600th post and damn emo.
okay, not exactly emo. just... disappointed? haha, i don't know. there's no way i can rephrase this feeling with tact. i know what it is, and i feel it somewhere to the left of my chest.
partly because the phone call ended, followed by msn conversations. it's like going to a party and dancing your worries away, but when you're still on a high, the party ends. it leaves you hanging and the sudden silence is so contrasting that it makes you feel like the loneliest person on Earth.
i don't know what's with me. i have to sit myself down one day and think. dismantle my heart and peer closely. it's been a long while since i felt the need to do this. the explanation usually comes to me by itself. but i can't wait that long for it's arrival now. if it can't come to me, i'll go to it.

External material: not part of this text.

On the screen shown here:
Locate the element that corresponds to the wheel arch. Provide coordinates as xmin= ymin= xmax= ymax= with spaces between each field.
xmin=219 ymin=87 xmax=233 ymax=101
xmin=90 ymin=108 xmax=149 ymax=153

maybe it's the exams? maybe it's the stress? maybe it's thinking something all along and suddenly realising that the truth is the exact opposite? maybe it's feeling cheated?
the last time i had a near-emo post, jacq smsed to cheer me up and it really worked. mainly because i thought nobody would care. nobody tags anyway, so it really looks like nobody reads my blog but me. so i thought...
ah whatever. no use feeling this way. tomorrow will be a great day.
i hope my breakdown comes faster.
well, at least i know i'm not alone. thank God for that.